To make the film, Lee who teaches as a film professor at New York University turned to Kickstarter for crowd-funding.
“I learned about crowdfunding from my students — IndieGoGo, Kickstarter, and how they were financing their films,” Lee told The Wrap.
“I said to myself that I could do this. And then I began to think about what we could do, because I knew a lot of times, when you do independent cinema you have to work backwards — how much money you have to make the film, and then you make the film. I knew we weren’t going to do Malcolm X on Kickstarter, it wasn’t going to happen.” Still, the more modestly budgeted film did get made thanks to fan contributions.
But the legendary director admitted he is not completely happy with how many people are watching movies these days. “As a filmmaker, I do not want my film to be seen on an iPhone,” he said bluntly. “I understand the convenience. But it hurts me. Nowadays, there are very few repertory theatres that show old stuff like there was when I was in film school. We would always go see stuff. So a lot of the stuff, you are never gonna see it the way it was meant to be seen, projected.”
While he is happy people are watching Malcolm X, but the first time you see it, it is on your iPhone? Cinematographer Ernest Dickerson and I modeled those films on the epic films by David Lean, we wanted to have that size and scope, like Lawrence of Arabia, Bridge Over the River Kwai, Doctor Zhivago,” he recalled.
Starring two little-known actors (Broadway star Stephen Tyrone Williams and Zaraah Abrahams) and splitting time between Martha's Vineyard and New York City, the movie is about a lonely, rich African-American scholar who becomes addicted to blood when he is stabbed with a sword used by the ancient, bloodthirsty Ashanti people.

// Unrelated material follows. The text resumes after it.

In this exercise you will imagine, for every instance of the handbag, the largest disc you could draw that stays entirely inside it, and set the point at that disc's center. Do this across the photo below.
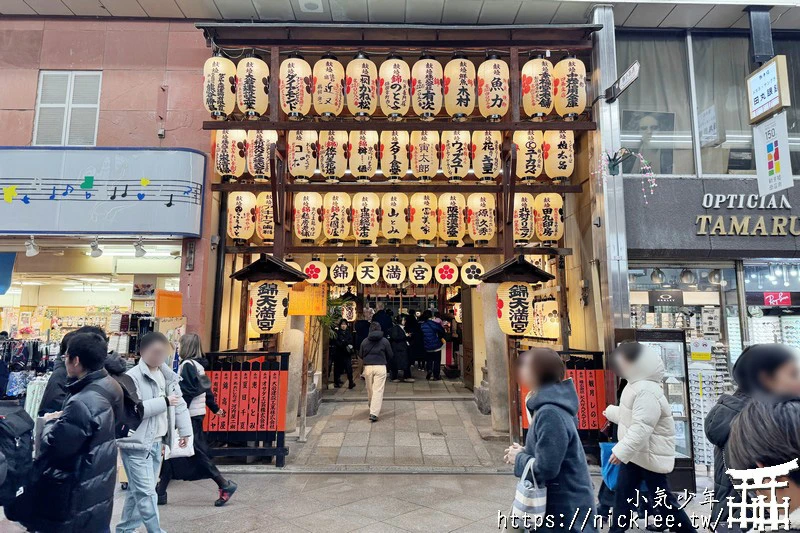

It is a departure for the director, half art film and half social commentary. Lee says that the movie acts in part as a metaphor for addictions of all kinds, which he posits are at an all-time high in America, but was clear about which he thought was the country's greatest addiction: violence.
“This country was founded on violence,” Lee said “Africans were brought here to this land (the United States), and then the genocide of Native Americans, that is the foundation upon which this country was built. It is simple, not taught in schools. We are taught some other stuff, and particularly, how we are taught is through the media. And as African Americans, we were taught how barbaric Africa was, with the Tarzan movies and whatnot, and the savages of the Native Americans in the many, many John Ford, John Wayne films.”
“And the NRA is responsible for it,” he said. “These video games are not helping either.”
My son is 17, my daughter is 19 — they know now what i knew at 25. Just all the stuff that young people are exposed to. Here in New York, we had channel 2, 4, 5, 9, 11, and maybe 13. We have got 900 channels on DirecTV, then the Internet. As a parent, I am trying to get my kids to study. They have got the headphones on, the TV is on, the computer is on, the phone, and they are trying to do their homework. They do not turn their phone off when they go to sleep. I am guilty of this too.”